AMPK does not play a requisite role in regulation of PPARGC1A gene expression via the alternative promoter in endurance-trained human skeletal muscle.

NEW FINDINGS: What is the central question of this study? This study was designed to investigate the role of AMPK in the regulation of PGC-1α gene expression via the alternative promoter through a cAMP response element-binding protein-1-dependent mechanism in human skeletal muscle. What is the main finding and its importance? Low-intensity exercise markedly increased the expression of PGC-1α mRNA via the alternative promoter, without increases in ACCSer79/222 (a marker of AMPK activation) and AMPKThr172 phosphorylation. A single dose of the AMPK activator metformin indicated that AMPK was not involved in regulating PGC-1α mRNA expression via the alternative promoter in endurance-trained human skeletal muscle. In human skeletal muscle, PGC-1α is constitutively expressed via the canonical promoter. In contrast, the expression of PGC-1α mRNA via the alternative promoter was found to be highly dependent on the intensity of exercise and to contribute largely to the postexercise increase of total PGC-1α mRNA. This study investigated the role of AMPK in regulating PGC-1α gene expression via the alternative promoter through a cAMP response element-binding protein-1-dependent mechanism in human skeletal muscle. AMPK activation and PGC-1α gene expression were assayed in skeletal muscle of nine endurance-trained men before and after low-intensity exercise (38% of maximal oxygen uptake) and with or without administration of a single dose (2 g) of the AMPK activator metformin. Low-intensity exercise markedly and significantly increased (∼100-fold, P < 0.05) the expression of PGC-1α mRNA via the alternative promoter, without increasing ACCSer79/222 (a marker of AMPK activation) and AMPKThr172 phosphorylation. Moreover, in contrast to placebo, metformin increased the level of ACCSer79/222 phosphorylation immediately after exercise (2.6-fold, P < 0.05). However postexercise expression of PGC-1α gene via the alternative promoter was not affected. This study was unable to confirm that AMPK plays a role in regulating PGC-1α gene expression via the alternative promoter in endurance-trained human skeletal muscle.

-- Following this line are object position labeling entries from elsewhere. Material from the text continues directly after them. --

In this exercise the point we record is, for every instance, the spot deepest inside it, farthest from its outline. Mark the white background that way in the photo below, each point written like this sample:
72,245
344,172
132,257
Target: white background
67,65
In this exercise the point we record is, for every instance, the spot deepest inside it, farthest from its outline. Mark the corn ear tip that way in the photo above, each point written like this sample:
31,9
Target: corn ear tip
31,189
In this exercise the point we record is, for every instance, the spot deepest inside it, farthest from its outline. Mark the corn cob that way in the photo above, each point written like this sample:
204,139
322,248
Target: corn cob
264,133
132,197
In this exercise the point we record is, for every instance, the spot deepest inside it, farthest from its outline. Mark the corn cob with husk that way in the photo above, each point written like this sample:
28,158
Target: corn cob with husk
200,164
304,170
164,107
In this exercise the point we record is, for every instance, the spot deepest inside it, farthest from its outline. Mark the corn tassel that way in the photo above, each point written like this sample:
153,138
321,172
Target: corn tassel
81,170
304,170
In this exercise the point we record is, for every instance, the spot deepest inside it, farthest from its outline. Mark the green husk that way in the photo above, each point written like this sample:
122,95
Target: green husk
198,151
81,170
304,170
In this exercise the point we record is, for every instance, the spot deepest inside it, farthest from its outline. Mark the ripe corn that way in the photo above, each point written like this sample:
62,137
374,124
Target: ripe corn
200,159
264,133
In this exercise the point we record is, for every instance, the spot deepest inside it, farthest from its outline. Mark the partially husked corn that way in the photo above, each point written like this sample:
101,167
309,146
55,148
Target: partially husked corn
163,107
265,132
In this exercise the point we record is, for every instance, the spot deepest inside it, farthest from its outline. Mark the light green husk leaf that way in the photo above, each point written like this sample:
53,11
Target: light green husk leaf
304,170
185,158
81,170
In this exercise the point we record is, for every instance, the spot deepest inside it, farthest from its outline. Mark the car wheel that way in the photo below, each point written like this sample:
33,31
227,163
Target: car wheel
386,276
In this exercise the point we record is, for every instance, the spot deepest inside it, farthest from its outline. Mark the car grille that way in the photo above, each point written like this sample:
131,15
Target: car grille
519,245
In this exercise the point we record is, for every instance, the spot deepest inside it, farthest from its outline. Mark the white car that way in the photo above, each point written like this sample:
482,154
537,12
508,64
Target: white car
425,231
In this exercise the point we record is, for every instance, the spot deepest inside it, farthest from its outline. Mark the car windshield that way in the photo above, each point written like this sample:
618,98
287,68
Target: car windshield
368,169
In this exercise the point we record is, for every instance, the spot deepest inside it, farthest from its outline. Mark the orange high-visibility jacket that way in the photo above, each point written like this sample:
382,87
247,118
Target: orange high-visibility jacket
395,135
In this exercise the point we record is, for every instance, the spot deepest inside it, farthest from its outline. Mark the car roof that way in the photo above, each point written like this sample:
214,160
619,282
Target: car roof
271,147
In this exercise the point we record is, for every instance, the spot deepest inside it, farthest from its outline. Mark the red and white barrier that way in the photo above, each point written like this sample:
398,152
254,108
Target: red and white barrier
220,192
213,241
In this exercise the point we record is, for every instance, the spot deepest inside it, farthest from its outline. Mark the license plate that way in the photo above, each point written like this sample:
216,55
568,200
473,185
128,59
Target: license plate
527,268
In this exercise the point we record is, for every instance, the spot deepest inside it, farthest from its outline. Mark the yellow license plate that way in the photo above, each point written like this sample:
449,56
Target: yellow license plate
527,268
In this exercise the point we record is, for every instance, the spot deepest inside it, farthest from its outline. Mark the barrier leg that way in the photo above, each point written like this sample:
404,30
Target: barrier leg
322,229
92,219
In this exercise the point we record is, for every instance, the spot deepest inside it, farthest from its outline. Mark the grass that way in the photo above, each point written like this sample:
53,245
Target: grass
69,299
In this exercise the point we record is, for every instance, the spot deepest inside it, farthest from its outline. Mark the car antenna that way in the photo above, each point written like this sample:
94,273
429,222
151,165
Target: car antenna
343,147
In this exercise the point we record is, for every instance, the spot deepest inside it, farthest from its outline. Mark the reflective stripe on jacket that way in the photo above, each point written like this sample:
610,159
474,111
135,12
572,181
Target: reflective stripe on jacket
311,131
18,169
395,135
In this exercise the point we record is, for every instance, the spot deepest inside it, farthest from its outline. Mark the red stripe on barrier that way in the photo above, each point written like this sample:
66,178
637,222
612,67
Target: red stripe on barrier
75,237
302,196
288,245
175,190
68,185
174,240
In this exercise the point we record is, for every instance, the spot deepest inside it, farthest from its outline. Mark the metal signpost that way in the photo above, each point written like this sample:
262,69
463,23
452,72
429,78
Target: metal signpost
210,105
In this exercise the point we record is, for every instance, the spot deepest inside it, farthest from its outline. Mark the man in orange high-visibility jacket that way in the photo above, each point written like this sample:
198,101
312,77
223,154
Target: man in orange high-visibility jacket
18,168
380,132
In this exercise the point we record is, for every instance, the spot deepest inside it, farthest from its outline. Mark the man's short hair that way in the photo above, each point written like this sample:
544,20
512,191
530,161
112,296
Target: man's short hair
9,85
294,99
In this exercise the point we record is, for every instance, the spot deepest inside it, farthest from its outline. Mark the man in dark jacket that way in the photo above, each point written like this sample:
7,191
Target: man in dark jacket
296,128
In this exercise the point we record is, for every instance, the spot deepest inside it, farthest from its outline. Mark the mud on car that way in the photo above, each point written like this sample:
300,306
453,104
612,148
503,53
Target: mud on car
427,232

Promoter-specific regulation of PPARGC1A gene expression in human skeletal muscle.

The goal of this study was to identify unknown transcription start sites of the PPARGC1A (PGC-1α) gene in human skeletal muscle and investigate the promoter-specific regulation of PGC-1α gene expression in human skeletal muscle. Ten amateur endurance-trained athletes performed high- and low-intensity exercise sessions (70  min, 70% or 50% o2max). High-throughput RNA sequencing and exon-exon junction mapping were applied to analyse muscle samples obtained at rest and after exercise. PGC-1α promoter-specific expression and activation of regulators of PGC-1α gene expression (AMPK, p38 MAPK, CaMKII, PKA and CREB1) after exercise were evaluated using qPCR and western blot. Our study has demonstrated that during post-exercise recovery, human skeletal muscle expresses the PGC-1α gene via two promoters only. As previously described, the additional exon 7a that contains a stop codon was found in all samples. Importantly, only minor levels of other splice site variants were found (and not in all samples). Constitutive expression PGC-1α gene occurs via the canonical promoter, independent of exercise intensity and exercise-induced increase of AMPK(Thr172) phosphorylation level. Expression of PGC-1α gene via the alternative promoter is increased of two orders after exercise. This post-exercise expression is highly dependent on the intensity of exercise. There is an apparent association between expression via the alternative promoter and activation of CREB1.